# Wish list for the new HD DirecTiVo



## Mark Holtz (Mar 23, 2002)

Here is a wish list of stuff for the new HD DirecTiVo models...


Allow me to change the recording defaults. Typically, for network programming, I start the recording 1 minute early and end 2 minutes late (gotta love network programming games). For movies that I record on Turner Classic Movies, I typically go 1 minute early and end 5 minutes late. One legacy receiver, Ultimate TV, had the option of defaulting to 1 minute early and 5 minutes late.
Some programs, such as Heroes, can air first on NBC, then re-air on G4 a day later. For programs on the premium services such as HBO or Showtime, there is both east and west coast feeds, so a show easily repeats 3 hours later. However, you can only set a season pass for one channel, and the work around is to use a Wishlist. How about adding a recording option to check ALL available channels?
Reduce the duplicates in the guide. One example is:
Abandoned, The (537 SHO)
Abandoned, The (538 SHO2)
Abandoned, The (539 SHO3)
Adandoned, The (540 SHOw)
Can't we just show one title with a (M) indicating multiple channels?
The info screen lists both actors and directors of a program. How about allowing me to create a wishlist from the Info screen?
Make recording management a little more smarter? I very much doubt that a recording will disappear after 2 days when I have 33 suggestions and 3 deleted programs that would be deleted first? 
Support for the AM21 module
Allow me the option of setting up a recording and ending the recording 1-2 minutes EARLY


----------



## Steve (Aug 22, 2006)

I could be wrong, but it seems to me the most expeditious way for TiVo to get this product out the door would be to simply ask whoever designed the HR10 motherboard to design a new one with added MPEG-4 decoding capability. That would allow them to use the same HR10 6.4a software platform that they already know "works"... they'd just need to tweak the MPEG-4 trickplay.

Just my .02. /steve


----------



## Grentz (Jan 10, 2007)

Steve said:


> I could be wrong, but it seems to me the most expeditious way for TiVo to get this product out the door would be to simply ask whoever designed the HR10 motherboard to design a new one with added MPEG-4 decoding capability. That would allow them to use the same HR10 6.4a software platform that they already know "works"... they'd just need to tweak the MPEG-4 trickplay.
> 
> Just my .02. /steve


I hope not. If they did that I would not have much respect for Tivo.
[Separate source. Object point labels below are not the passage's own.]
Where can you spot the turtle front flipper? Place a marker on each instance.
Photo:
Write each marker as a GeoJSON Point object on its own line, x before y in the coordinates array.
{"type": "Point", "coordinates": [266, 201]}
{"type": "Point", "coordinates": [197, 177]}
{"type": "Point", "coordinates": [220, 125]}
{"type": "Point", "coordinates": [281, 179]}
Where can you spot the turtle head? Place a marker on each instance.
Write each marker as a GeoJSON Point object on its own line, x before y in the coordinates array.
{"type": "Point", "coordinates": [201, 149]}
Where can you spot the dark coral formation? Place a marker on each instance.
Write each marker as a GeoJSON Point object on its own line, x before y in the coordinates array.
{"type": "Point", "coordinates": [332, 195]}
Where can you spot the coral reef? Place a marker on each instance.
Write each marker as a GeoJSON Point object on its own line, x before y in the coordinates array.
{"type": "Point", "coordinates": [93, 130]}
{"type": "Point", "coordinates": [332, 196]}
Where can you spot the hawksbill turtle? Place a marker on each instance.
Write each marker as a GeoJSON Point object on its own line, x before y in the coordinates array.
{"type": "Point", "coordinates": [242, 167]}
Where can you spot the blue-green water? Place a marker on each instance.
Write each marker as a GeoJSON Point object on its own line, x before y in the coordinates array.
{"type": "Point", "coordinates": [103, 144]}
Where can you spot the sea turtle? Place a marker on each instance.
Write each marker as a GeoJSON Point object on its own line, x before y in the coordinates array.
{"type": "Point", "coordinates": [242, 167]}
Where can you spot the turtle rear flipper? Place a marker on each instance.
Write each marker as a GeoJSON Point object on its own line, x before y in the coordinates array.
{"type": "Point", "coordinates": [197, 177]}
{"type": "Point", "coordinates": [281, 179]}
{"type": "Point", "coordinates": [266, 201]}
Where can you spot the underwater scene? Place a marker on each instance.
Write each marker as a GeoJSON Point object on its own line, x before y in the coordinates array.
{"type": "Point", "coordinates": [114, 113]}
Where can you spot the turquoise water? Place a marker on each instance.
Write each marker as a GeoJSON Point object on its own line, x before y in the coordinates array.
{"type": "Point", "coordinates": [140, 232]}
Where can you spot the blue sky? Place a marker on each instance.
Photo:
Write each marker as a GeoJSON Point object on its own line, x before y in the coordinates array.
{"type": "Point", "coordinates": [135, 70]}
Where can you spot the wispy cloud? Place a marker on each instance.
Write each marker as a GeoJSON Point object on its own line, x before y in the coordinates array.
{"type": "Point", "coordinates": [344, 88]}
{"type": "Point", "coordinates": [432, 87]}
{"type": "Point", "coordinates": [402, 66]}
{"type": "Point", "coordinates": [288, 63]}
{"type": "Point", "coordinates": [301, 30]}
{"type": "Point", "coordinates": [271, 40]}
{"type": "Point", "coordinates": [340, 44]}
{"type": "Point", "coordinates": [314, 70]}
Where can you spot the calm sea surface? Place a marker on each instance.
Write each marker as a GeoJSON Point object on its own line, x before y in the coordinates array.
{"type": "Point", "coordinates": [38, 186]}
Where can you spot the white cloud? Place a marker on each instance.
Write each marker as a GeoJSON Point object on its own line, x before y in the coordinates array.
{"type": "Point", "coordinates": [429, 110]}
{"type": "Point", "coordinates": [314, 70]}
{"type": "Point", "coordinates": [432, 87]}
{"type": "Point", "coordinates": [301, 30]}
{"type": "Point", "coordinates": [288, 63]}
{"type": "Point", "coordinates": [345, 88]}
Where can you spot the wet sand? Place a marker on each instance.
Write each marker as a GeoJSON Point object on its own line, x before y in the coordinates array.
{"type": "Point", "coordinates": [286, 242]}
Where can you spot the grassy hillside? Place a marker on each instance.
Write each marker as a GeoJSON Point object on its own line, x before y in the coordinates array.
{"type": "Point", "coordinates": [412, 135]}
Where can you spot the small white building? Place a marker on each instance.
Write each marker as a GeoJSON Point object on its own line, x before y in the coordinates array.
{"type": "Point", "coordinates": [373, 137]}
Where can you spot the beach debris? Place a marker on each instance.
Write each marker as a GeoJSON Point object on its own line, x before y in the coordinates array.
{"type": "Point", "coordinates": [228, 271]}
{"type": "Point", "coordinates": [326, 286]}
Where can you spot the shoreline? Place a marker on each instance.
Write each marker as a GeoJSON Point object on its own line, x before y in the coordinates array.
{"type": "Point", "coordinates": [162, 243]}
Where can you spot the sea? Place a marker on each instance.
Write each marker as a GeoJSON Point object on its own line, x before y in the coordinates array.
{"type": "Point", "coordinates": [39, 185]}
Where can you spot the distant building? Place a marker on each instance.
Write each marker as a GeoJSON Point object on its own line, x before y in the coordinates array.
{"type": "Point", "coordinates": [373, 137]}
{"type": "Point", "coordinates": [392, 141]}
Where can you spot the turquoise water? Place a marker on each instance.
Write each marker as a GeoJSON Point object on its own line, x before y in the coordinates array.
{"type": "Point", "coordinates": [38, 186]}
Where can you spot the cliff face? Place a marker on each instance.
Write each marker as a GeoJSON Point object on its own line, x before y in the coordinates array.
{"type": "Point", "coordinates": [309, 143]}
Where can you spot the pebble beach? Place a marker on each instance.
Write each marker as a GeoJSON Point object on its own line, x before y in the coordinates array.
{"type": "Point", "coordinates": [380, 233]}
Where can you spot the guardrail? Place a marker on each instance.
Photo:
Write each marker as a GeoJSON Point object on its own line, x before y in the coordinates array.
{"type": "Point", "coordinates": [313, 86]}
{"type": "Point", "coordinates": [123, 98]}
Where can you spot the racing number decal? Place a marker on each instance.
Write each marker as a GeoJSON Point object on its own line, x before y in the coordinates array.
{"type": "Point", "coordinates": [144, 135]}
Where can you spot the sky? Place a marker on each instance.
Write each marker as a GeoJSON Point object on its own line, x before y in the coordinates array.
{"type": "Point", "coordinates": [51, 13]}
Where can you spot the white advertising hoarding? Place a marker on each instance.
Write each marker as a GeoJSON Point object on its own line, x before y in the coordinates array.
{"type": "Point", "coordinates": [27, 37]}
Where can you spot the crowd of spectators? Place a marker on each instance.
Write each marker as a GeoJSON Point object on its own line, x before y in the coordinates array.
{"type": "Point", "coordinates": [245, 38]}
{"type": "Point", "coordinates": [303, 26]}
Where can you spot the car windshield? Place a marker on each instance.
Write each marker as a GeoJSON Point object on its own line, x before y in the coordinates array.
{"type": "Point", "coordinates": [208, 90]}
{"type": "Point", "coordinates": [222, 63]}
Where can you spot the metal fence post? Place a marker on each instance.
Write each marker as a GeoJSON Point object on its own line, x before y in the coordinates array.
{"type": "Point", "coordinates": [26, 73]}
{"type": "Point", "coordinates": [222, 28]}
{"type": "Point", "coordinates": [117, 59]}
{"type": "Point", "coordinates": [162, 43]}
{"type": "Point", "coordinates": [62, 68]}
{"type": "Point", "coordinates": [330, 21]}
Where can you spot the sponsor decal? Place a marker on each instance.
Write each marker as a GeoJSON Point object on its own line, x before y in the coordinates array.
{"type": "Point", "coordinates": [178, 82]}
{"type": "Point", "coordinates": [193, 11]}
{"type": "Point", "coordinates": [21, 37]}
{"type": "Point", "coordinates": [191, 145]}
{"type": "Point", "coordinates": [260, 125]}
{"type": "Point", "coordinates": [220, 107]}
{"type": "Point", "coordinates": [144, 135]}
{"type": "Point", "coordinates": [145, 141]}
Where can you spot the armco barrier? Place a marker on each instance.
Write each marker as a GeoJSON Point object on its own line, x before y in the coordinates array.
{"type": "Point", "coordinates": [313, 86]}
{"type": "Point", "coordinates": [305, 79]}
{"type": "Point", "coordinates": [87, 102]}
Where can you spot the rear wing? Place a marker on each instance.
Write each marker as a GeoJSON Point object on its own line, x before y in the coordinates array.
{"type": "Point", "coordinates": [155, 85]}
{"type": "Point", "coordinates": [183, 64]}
It should at least use the interface like the Tivo HD units do, or better and add features that have become common place and expected in todays DVRs:
-No menu delays for tasks (like reordering Season Passes, etc.)
-Ask which conflict to stop (like when you have 2 things recording and try to change the channel, dont just assume the one you are on)
-Networking Features/Support
-On Demand Features
-Faster Guide
-PIG/PIM (Picture In Guide/Menu)
-One touch recording/season passes
-Recording Defaults options
-Caller ID
-Software Update Downloader (to force updates, not call and pray like current Tivos)


----------



## Steve (Aug 22, 2006)

Grentz said:


> I hope not. If they did that I would not have much respect for Tivo.
> 
> It should at least use the interface like the Tivo HD units do, or better and add features that have become common place and expected in todays DVRs:
> -No menu delays for tasks (like reordering Season Passes, etc.)
> ...


Well I'm sure it will be faster, because an HR10 motherboard "update" would probably include current generation faster processors and more memory due to falling memory prices, but like I said, if it's important to get this out the door quickly...

DirecTV never allowed mediashare on the old DirecTiVo's and I don't think they'll allow it on the new ones. I believe they want to be in control of DRM.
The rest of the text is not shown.